The next thing is the project that needs to be undertaken. The Black Economic Empowerment (BEE) Code covering this offers an idea of the types of projects that are acceptable. These range from entrepreneurial and education to agricultural projects. An amount of money needs to be invested in these projects over a two- to 10-year period.
To describe the investment values as costly would be an understatement.
The investment can either be 25% of the value of the local entity or 4% of total revenue each year.
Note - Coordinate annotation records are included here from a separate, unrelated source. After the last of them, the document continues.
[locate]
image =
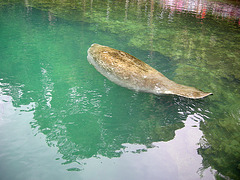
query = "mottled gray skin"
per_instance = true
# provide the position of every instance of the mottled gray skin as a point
(132, 73)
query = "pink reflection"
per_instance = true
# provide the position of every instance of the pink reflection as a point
(203, 7)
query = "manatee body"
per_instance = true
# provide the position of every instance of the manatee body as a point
(132, 73)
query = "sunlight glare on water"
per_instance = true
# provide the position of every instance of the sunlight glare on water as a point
(61, 119)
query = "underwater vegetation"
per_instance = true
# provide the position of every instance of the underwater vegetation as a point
(204, 49)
The amount invested will determine how long the programme will last.
The waiting game
If the cost is palatable, then the company applying for the EEP had better be prepared to wait for at least two years and deal with an all-powerful department within the dtic that may or may not approve the project.
Stories abound as to how this department has been known to reject a project because it feels that a project of its choosing is better; the fees-must-fall project was very popular about five years ago.
They’ll also have to deal with a change in dtic staff members who come in with their own ideas when the project is quite far down the line.
It doesn’t seem someone like Musk is going to demonstrate the necessary patience to handle unnecessary bureaucracy.
It’s too early to celebrate this perceived relaxation of South Africa’s empowerment regulations for multinationals. The proof lies in how the dtic and the Department of Communications and Digital Technologies approach the application of an equity equivalent programme. If it’s anything like the past programmes, we won’t expect Starlink to provide connectivity in those South African areas where broadband will never reach.
‘Disclaimer - The views expressed here are not necessarily those of the BEE CHAMBER’.